But something has happened to Him. The Burnt Man is upon the stone again. Bent forward. The thread I touched: it undulates like a biting serpent, still locked to his ar
m. I cannot see his face but steam emits from the folds of his robe. The red heat of his cowl faded. And I witness in amazement: there is a hole ripped in his cloak. Mangled white flesh, a shard of chain penetrating.
His fingers grasp thirstily at the threads from the four orbs. Flesh brightening, now and then, like a wood-fire stoked by fresh gusts of wind. But something is not right. The taut nature of his hands, like the bent digits of a very old man, the jerky movements of his body: something is not right at all.
The Burnt Man’s long crimson-tinged hand reaches for Sara on the slab. But she is not there.
Whatever disruption I wrought has passed through the anima and into Him and thence shattered the chains that bound her. Bits of hook and metal scatter the chamber. Sara has rolled off the slab. The flames wrought terrible damage. Her hair is nearly gone; her scalp is puckered raw. But she breathes. In a dazed way she begins to crawl toward the corridor.
I look there. At first, Adam is gone. But then he is in the corridor again. He has reined a stout grey horse.
“Brya, come!”
“I must get her!”
I have no choice but to trust him.
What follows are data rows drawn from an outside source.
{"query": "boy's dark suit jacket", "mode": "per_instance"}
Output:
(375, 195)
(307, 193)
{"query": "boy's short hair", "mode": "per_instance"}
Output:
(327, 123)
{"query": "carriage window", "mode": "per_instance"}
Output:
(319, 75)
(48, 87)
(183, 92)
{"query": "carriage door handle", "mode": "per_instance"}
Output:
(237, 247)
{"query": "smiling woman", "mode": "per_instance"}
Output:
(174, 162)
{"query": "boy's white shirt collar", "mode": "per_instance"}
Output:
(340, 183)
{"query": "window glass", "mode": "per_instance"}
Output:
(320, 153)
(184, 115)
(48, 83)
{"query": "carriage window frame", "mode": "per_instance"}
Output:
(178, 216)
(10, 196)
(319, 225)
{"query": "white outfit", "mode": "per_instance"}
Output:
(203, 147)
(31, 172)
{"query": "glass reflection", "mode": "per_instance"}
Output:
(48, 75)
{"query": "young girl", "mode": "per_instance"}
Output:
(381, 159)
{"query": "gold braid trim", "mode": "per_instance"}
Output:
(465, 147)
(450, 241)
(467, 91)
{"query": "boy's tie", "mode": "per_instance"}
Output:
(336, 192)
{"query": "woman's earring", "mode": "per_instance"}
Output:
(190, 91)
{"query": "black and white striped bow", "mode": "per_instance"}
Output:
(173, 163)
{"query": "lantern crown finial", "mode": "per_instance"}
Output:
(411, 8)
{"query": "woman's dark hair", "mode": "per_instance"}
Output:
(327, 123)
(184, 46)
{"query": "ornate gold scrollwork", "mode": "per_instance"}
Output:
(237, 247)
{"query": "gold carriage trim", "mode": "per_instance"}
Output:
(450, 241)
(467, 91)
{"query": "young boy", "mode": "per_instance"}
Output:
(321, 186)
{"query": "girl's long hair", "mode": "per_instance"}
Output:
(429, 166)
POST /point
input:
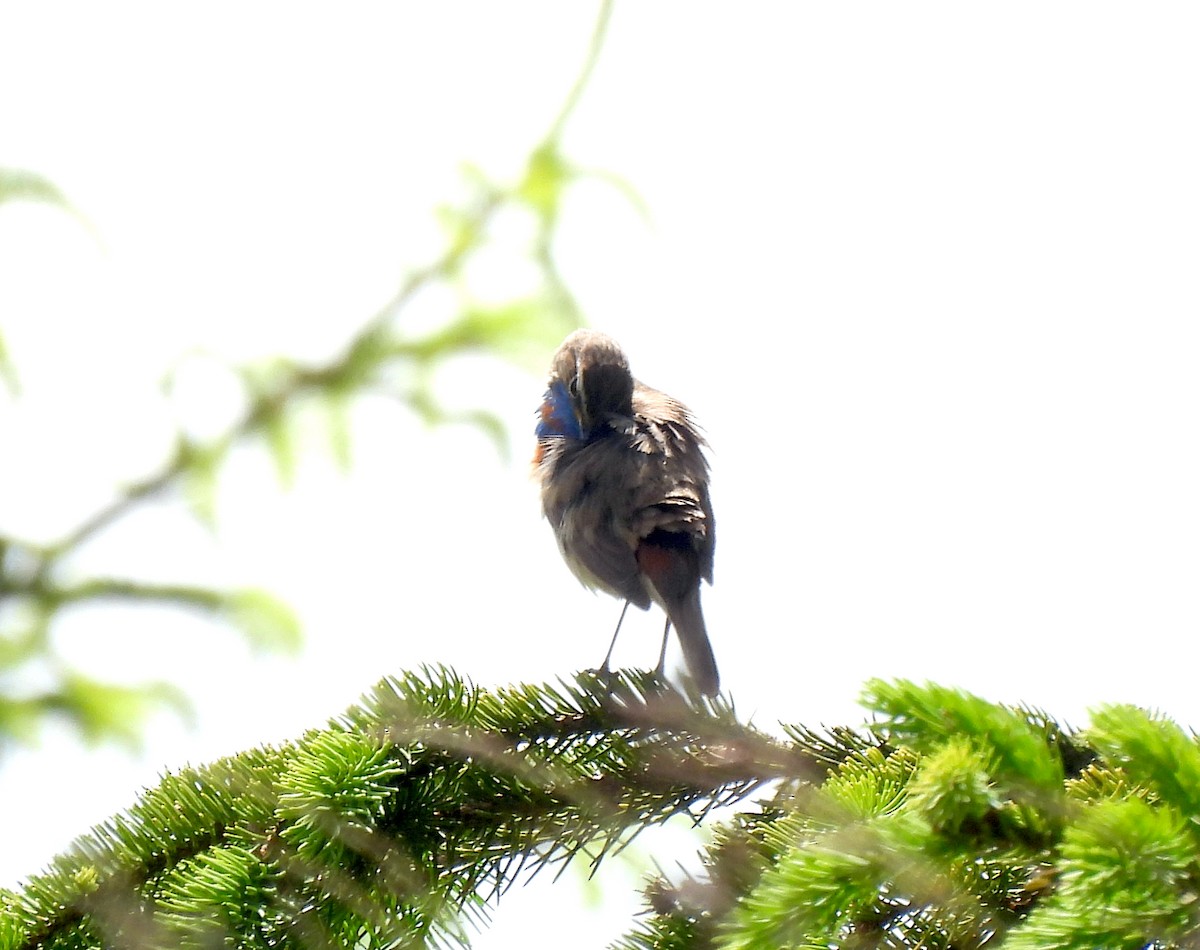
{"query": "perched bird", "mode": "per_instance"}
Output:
(624, 485)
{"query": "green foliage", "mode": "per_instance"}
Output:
(384, 356)
(387, 828)
(401, 821)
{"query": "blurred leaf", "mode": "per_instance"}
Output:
(21, 719)
(546, 175)
(7, 370)
(270, 624)
(520, 330)
(281, 440)
(199, 467)
(337, 420)
(627, 190)
(105, 710)
(16, 185)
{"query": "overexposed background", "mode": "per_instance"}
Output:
(925, 272)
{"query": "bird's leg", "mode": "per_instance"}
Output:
(607, 656)
(661, 668)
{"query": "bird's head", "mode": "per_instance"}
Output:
(589, 380)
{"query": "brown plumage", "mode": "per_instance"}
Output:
(624, 485)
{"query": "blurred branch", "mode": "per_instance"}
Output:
(31, 573)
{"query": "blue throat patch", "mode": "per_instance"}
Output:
(557, 419)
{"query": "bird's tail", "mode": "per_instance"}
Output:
(697, 653)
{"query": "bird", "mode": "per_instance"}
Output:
(624, 486)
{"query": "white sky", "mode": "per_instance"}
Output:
(925, 272)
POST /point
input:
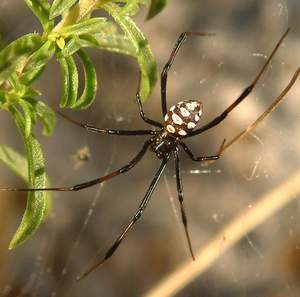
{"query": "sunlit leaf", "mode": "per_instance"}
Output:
(92, 25)
(36, 62)
(58, 7)
(90, 77)
(12, 56)
(144, 54)
(69, 75)
(36, 201)
(156, 7)
(41, 9)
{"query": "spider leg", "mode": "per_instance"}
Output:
(90, 183)
(133, 220)
(180, 198)
(91, 128)
(275, 103)
(139, 102)
(205, 158)
(243, 95)
(164, 75)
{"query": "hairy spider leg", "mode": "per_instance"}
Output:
(204, 158)
(94, 129)
(90, 183)
(139, 102)
(133, 220)
(243, 95)
(181, 202)
(164, 74)
(264, 114)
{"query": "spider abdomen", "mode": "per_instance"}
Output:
(183, 117)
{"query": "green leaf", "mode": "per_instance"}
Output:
(41, 10)
(36, 62)
(45, 114)
(90, 88)
(143, 54)
(69, 81)
(28, 117)
(156, 7)
(14, 161)
(92, 25)
(60, 6)
(12, 56)
(36, 201)
(110, 42)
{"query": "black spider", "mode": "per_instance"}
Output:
(179, 123)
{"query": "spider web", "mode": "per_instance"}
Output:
(264, 263)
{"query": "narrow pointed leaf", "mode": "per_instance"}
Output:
(16, 52)
(45, 114)
(92, 25)
(41, 10)
(38, 59)
(69, 81)
(156, 7)
(90, 88)
(36, 201)
(60, 6)
(28, 117)
(14, 161)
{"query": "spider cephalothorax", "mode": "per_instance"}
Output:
(183, 117)
(165, 141)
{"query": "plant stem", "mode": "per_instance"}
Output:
(79, 12)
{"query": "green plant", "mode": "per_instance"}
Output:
(23, 61)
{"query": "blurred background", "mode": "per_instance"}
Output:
(84, 224)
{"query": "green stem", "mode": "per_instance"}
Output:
(79, 12)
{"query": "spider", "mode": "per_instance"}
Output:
(179, 122)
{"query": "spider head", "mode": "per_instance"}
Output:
(183, 117)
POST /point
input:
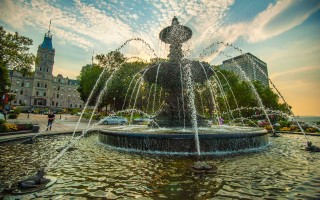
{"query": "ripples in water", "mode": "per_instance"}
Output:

But I cannot follow. I turn back to the chamber, to where my mother is laid upon the stone. I seize up my bow and arrow – the act awakening a sheer, unholy pain down my wrist – and run to her. She does not move. She does not open her eyes.
I am aware of something new and awful happening ahead of us. A hissing that reminds me of a covered cauldron nearing full heat. I look up in horror.
He has ordered Vesilly to him. The misted one – after a slight hesitation in which I sense a tingling of fear – kneels. Pulls back his cowl to reveal a hairless head. The Burnt Man lowers one stretched hand to grasp the back of Vesilly’s bowed skull. At first the mist around Vesilly’s penitent shape thickens. His body begins to shake. At the same time, the Burnt Man’s is becoming more still. As if calming – reaching some inner resolve – as Vesilly’s groans of agony are drowned out by a deep chant emanating from the Master’s lips:
iggray...eeyol…
fugrat…rhymm…
iggray…eeyol…
fugrat…rhymm…
I pull my mother up. She clings to me: that dreadful lightness like she is nought but rags. But I do not yet turn for the doorway. The ritual holds me rapt. The Burnt Man is rising again. Under His transformation, the light and the shadows of the chamber harden. Become stone-like. The lion-masked men come around the banquet table. Crouched forward, their heads bowed.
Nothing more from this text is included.